A transmissão foi usada também para comentar sobre o STF, especialmente o ministro Alexandre de Moraes, e reforçar a tese de perseguição judicial. “Não é novidade. O que estamos vivendo é uma caçada política disfarçada de Justiça”, disse um dos filhos, enquanto Bolsonaro assentia com a cabeça.
A live teve ainda participação do ex-piloto Nelson Piquet e serviu de vitrine para a venda de capacetes de grafeno de uma marca que tem Jair e Flávio como sócios. Ao abrir a transmissão, Flávio pediu moderação ao pai: “Só vou pedir, pai, que você não fale muito.”
Mesmo inelegível por decisão do TSE, a família Bolsonaro ainda insite na candidatura do ex-presidente em 2026. “Ele é nosso nome. Ninguém representa melhor o povo conservador e cristão do que meu pai”, afirmou Carlos Bolsonaro.

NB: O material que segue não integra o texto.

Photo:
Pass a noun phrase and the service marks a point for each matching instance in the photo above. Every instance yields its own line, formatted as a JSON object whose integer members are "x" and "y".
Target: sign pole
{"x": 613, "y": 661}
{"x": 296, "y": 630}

Apesar da fala sobre alta, o boletim médico divulgado ainda nesta terça reforça que Bolsonaro permanece na UTI, em jejum e recebendo alimentação por via intravenosa. Ele apresenta sinais de recuperação intestinal e tem evoluído bem clinicamente, mas não há previsão oficial de alta. A fisioterapia motora foi intensificada.
O hospital mantém restrições de visitas, mas Valdemar Costa Neto, presidente do PL, teve acesso ao ex-presidente nesta terça, contrariando o protocolo divulgado por Michelle Bolsonaro, que afirmou que apenas familiares poderiam visitar o marido.
Desde a facada em 2018, Bolsonaro passou por várias cirurgias e internações, quase sempre cercadas por forte mobilização de apoiadores — o que, desta vez, também se repetiu nas redes sociais.